Any thoughts how I might be able to do this using LINQ/PLINQ/TASK parallelization ?
Ex:
private int[,] m_indexes = new int[6,4] { {367, 40, 74, 15},
{535, 226, 74, 15},
{368, 313, 74, 15},
{197, 316, 74, 15},
{27, 226, 74, 15},
{194, 41, 74, 15} };
The simplest parallel implementation:
int[,] m_indexes = new int[6, 4] { {367, 40, 74, 15},
{535, 226, 74, 15},
{368, 313, 74, 15},
{197, 316, 74, 15},
{27, 226, 74, 15},
{194, 41, 74, 15} };
var columns = Enumerable.Range(0, 4);
int[] sums = new int[4];
Parallel.ForEach(columns, column => {
int sum = 0;
for (int i = 0; i < 6; i++) {
sum += m_indexes[i, column];
}
sums[column] = sum;
});
This code can obviously be "generalized" (use m_indexes.GetLength(0) and m_indexes.GetLength(1)).
LINQ:
var sums = columns.Select(
column => {
int sum = 0;
for (int i = 0; i < 6; i++) {
sum += m_indexes[i, column];
} return sum;
}
).ToArray();
Be sure to profile on real-world data here if you truly need to optimize for performance here.

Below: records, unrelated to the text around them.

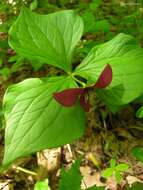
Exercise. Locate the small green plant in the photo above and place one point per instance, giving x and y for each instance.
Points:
(115, 170)
(137, 152)
(49, 112)
(42, 185)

Also, if you truly care about optimizing for performance, try to load up your array so that you summing across rows. You'll get better locality for cache performance that way.
Or maybe without for's :
List<List<int>> m_indexes = new List<List<int>>() { new List<int>(){367, 40, 74, 15},
new List<int>(){535, 226, 74, 15},
new List<int>(){368, 313, 74, 15},
new List<int>(){197, 316, 74, 15},
new List<int>(){27, 226, 74, 15},
new List<int>(){194, 41, 74, 15} };
var res = m_indexes.Select(x => x.Sum()).Sum();
Straightforward LINQ way:
var columnSums = m_indexes.OfType<int>().Select((x,i) => new { x, col = i % m_indexes.GetLength(1) } )
.GroupBy(x => x.col)
.Select(x => new { Column = x.Key, Sum = x.Sum(g => g.x) });
It might not be worth it to parallelize. If you need to access the array by index, you spend some cycles on bounds checking, so, as always with performance, do measure it.